But AI factories don’t follow that pattern. They are relentless. Data doesn’t just flow in and out. It ricochets around the system, spawning new datasets, new training sets, new inferences, new transactions–each iteration generating more data, which in turn feeds back into the pipeline.
The data lifecycle in AI is a hurricane. And parallel file systems? They were built for a gentle breeze.
As Heichler explained, HPC’s reliance on large-block, sequential IO made sense when data was neatly staged and stored in predictable chunks. But AI is random by design. Datasets are fragmented, data flows are unpredictable, and every data point is a potential input for the next training run.
The very concept of “sequential IO” becomes meaningless when every data access is a scattershot read across hundreds of tiny files, each demanding immediate access.
And the problem isn’t just that data is random. It’s that AI is greedy.
In HPC, data sat in storage until it was needed. In AI, data is always in motion, always being processed, always being retrained. The same dataset that just finished training one model is immediately fed back into another. Every result generates more data, which in turn creates more training, which in turn creates more results.
The pipeline isn’t just a pipeline—it’s a cycle. A factory. A machine that never shuts down.
HPC systems were never built to handle that kind of load. Parallel file systems were engineered to deliver massive, sequential data transfers as fast as possible.
But AI data doesn’t arrive in massive blocks. It arrives in fragments, in wee-bitty, random IO bursts that hit the storage layer in unpredictable waves, slamming the system with a barrage of async reads and writes. And if the data isn’t accessible instantly, the entire pipeline stalls.
In the AI world, latency isn’t a nuisance, it’s a killer. If data can’t be accessed immediately, training grinds to a halt, inference stalls, and the entire AI factory seizes up.
Parallel file systems weren’t built for that kind of demand. They were built to handle big, predictable transfers, not the relentless, fragmented IOs that define AI pipelines.
So the AI builders moved on. They ditched tiering, shoved everything onto flash, and started treating every dataset—files, objects, vectors—as a single, unified pool of data that had to be accessible all the time. No staging. No waiting. Just immediate access across every layer of the pipeline. And every layer is generating more data, more IOs, more pressure on the system.
Meanwhile, as Heichler told the crowd of supercomputing practitioners, HPC keeps talking about optimizing sequential IO, as if AI workloads will someday magically conform to a single, predictable data flow. They won’t. AI pipelines are inherently chaotic.

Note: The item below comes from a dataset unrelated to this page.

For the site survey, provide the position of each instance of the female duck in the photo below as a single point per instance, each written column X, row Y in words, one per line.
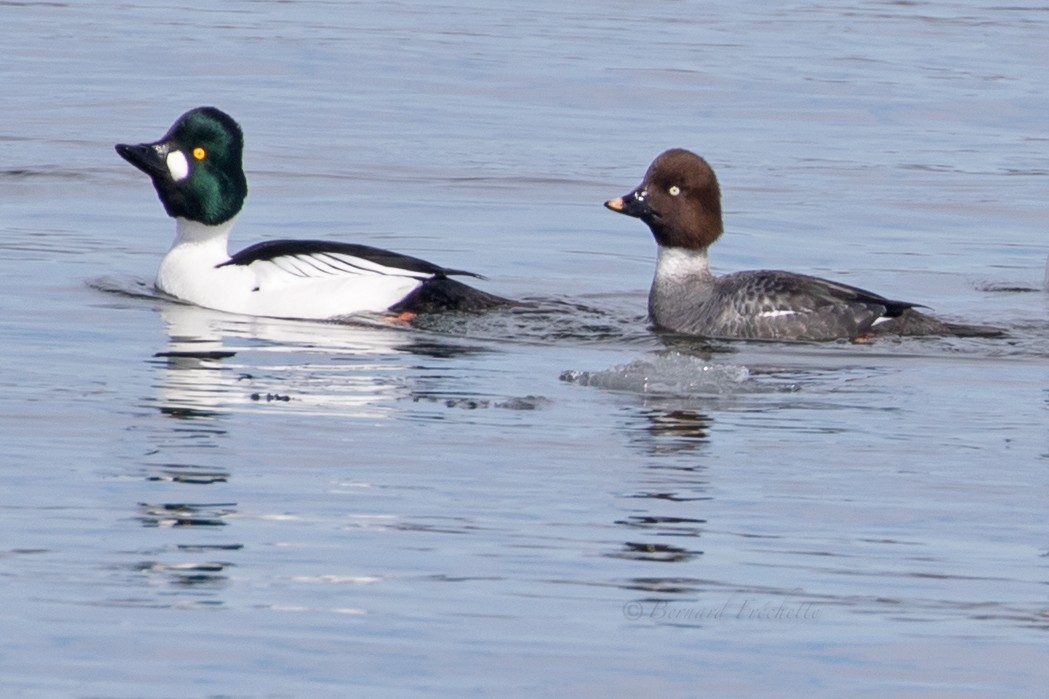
column 680, row 200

As Heichler said, data doesn’t just move in one direction—it’s constantly folding back on itself, reprocessing its own outputs, generating new datasets on the fly.
The AI Pipeline Isn’t a Flow—It’s a Factory That Never Shuts Down
Here is the pipeline for AI as Heichler described it for the audience.
It all starts with petabytes data—raw, unfiltered, unrefined. Unstructured chaos streaming in from every conceivable source: transaction logs, sensor feeds, clickstreams, event data.
It’s a tidal wave of information, all of it waiting to be extracted, filtered, categorized, and compressed.
This is the data capture phase, the bottomless pit where the data pipeline begins. And in the AI world, it’s not just a one-time process. Every transaction, every query, every inference generates more data, which gets fed right back into the pipeline.
But raw data is useless without refinement, so enter data prep–a phase where CPUs grind through all that unstructured noise, transforming it into something coherent, something that can actually be fed into a model.
Extract, transform, deduplicate. Strip out the junk, compress the essentials. This is where AI starts to diverge sharply from HPC.
In HPC, data arrives in neat, massive blocks, ready to be processed. In AI, data doesn’t arrive. It accumulates, constantly, in shards and fragments, each a potential training set or inference point.
Data prep is the refinery where that noise gets distilled down to something GPUs can handle. And it doesn’t happen once. It’s perpetual.
Now, the refined data moves to model training, the place HPC people still think of as the heart of AI. And sure, it’s critical. This is where GPUs devour terabytes of structured datasets, smashing through training cycles, running model after model to extract patterns, insights, predictions.
But here’s the thing: in AI, the model is never finished. There’s no end point. Every model training run generates new data, new results, new feedback, which get fed right back into the pipeline. It’s a self-sustaining loop where data isn’t just consumed—it’s produced. And that production doesn’t stop once the model is trained.
Because now we’re moving to quantization. The bloated, overfed and power-hungry trained model needs to be slimmed down for inference.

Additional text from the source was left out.